Como se pode entender e aceitar que, nos noticiários televisivos, quase não se faça menção ao último comício do presidente da Renamo na Beira?
Anunciar a possibilidade iminente de declaração de secessão ou de uma região autónoma no país não é notícia? Aqui não se trata de linha editorial, mas fuga à verdade e mau serviço ao público.
Quando uma estação televisiva gasta ou utiliza tempo precioso a mostrar a sala da Assembleia da República onde tomarão posse os deputados de um processo contestado, é notícia de primeira página.
Falar das mortes em Paris está na moda, e as nossas televisões colocam-se na vanguarda das que apresentam as manifestações de repúdio. Até aí nada de mal.

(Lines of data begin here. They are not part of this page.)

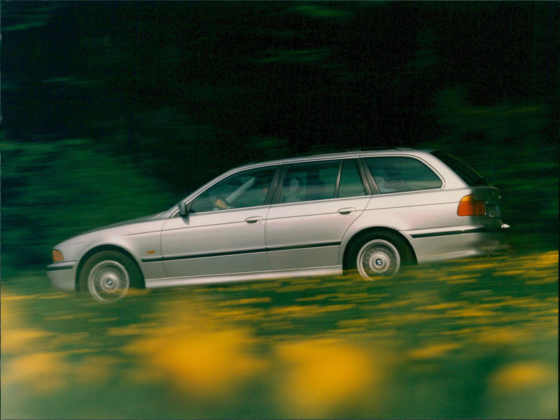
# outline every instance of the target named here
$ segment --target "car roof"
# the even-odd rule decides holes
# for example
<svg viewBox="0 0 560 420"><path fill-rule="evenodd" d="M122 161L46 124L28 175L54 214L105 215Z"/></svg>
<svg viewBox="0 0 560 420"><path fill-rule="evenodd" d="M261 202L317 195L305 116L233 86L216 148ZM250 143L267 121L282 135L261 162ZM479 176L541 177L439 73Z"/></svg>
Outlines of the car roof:
<svg viewBox="0 0 560 420"><path fill-rule="evenodd" d="M374 156L377 154L383 155L392 155L392 154L402 154L403 152L414 152L414 153L423 153L429 152L430 150L418 150L408 147L388 147L388 148L354 148L344 150L340 150L336 152L329 152L326 153L316 153L316 154L306 154L299 156L292 156L284 159L275 159L274 160L263 160L258 162L253 162L239 167L237 167L232 170L237 170L244 168L249 168L253 167L259 167L270 164L284 164L287 163L298 162L313 162L314 160L322 160L323 159L342 159L349 158L358 158L360 156ZM230 172L230 171L228 171Z"/></svg>

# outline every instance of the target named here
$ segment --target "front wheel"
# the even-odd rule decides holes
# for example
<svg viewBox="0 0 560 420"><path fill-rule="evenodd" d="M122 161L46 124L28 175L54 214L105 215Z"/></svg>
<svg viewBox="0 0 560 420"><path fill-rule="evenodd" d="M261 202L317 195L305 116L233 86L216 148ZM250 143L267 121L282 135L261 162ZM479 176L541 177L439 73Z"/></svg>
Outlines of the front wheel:
<svg viewBox="0 0 560 420"><path fill-rule="evenodd" d="M380 232L368 234L352 245L348 266L366 280L377 280L394 276L410 260L410 251L400 238Z"/></svg>
<svg viewBox="0 0 560 420"><path fill-rule="evenodd" d="M127 256L104 251L92 256L80 273L80 290L102 303L113 303L137 287L141 273Z"/></svg>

Mas o Boko Haram acaba de chacinar mais de mil pessoas no Norte da Nigéria e isso não é notícia entre nós.
Na África do Sul, acontecem coisas de impacto na região, e nada é apresentado na comunicação social moçambicana. Haverá revolução agrária na RAS como houve no Zimbabwe. Isso terá efeitos internos e externos, mas é ignorado em Moçambique.
Entre nós, a tendência é ceder milhares de hectares a corporações internacionais envolvidas no agro-negócio, eminentemente de exportação.
Nos territórios urbanos, a prioridade é ceder espaços para empresas interessadas em projectos de construção de hotéis, condomínios e armazéns. O que era apresentado como razão histórica da pobreza e miséria de africanos virou a moeda de troca política. Quando se pretende manter o poder, esgrime-se o argumento da terra. Quando a intenção é aumentar fortunas pessoais, também se esgrime a terra, esquecendo a legislação atinente, que de proíbe a venda de terras. Mas claro que isso não é notícia, quando toca a gente da elite política local. Só quando é algum membro da oposição apanhado nas malhas dos vendedores de terra rural ou urbana é que surge no noticiário e com destaque.
Este “mar muito encrespado” presta-se a todo o tipo de manobras e de ginásticas.
Jornalistas de muito bom senso comportam-se como guardas do executivo, que, afinal, até paga deslocações ao estrangeiro e paga facilidades.
Obama e John Kerry não foram a Paris por ocasião da marcha de rua de repúdio ao ataque terrorista recente. Claro que o facto, em si, já é notícia internacional, pela positiva e pela negativa. Mas os seguidistas de Maputo e Beira parecem ter que esperar por ordens para que algo seja notícia.
Entre nós, é estranhamente perigoso que se vejam órgãos de comunicação de massas ignorando o que é perfeitamente visível e de impacto nacional. Alguém com superpoderes está matando a democracia e promovendo a fraude.
Quando proeminentes actores se furtam daquilo que enformaria um país forte, democrático e justo, há motivos para os cidadãos ficarem satisfeitos.
O nível de debate político, de comentários e de análise subiu no país, mas urge que se ultrapasse a “vestimenta”, e se aborde aquilo que todos sabemos que é vital.
As réstias do partido único não podem continuar amarrando pessoas como se fossem propriedade privada de tal partido.
Há que informar e educar, como algo de importância estratégica. É tão importante como o pão e o combustível.
O atraso, subdesenvolvimento, guerras intestinas, conflitos e desequilíbrios que se registam e se verificam são, em última análise, movidos por posturas cerceadoras da informação genuína.
Alguém falava de relação simbiótica, mas, infelizmente, não temos tal relação entre os poderes democráticos em Moçambique.
Pompa e circunstância pela tomada de posse dos deputados é conspurcada pela ausência de outros deputados, mas já é notícia de directo televisivo. Dizem uns que a vida no país não pode parar, e depois também dirão coisas bem diferentes. Depois, podem ser parte dos mesmos que irão organizar marchas de repúdio disto ou daquilo.
Em política, a ingenuidade paga-se, e aqueles que raptaram a transparência e instalaram a fraude como modo de vida e de procedimento geralmente colocam os seus ovos em vários ninhos. Para os “mercenários”, muitas vezes não costuma haver “helicóptero de recolha”, depois de uma acção no terreno.
Quem se presta a esconder a verdade aos seus concidadãos, deveria abraçar outra profissão e não a comunicação social.
Estamos entrando para uma situação puramente desconhecida, só porque um “pacote de ordens” determinou que não se olhasse a meios para vencer as eleições e homologá-las.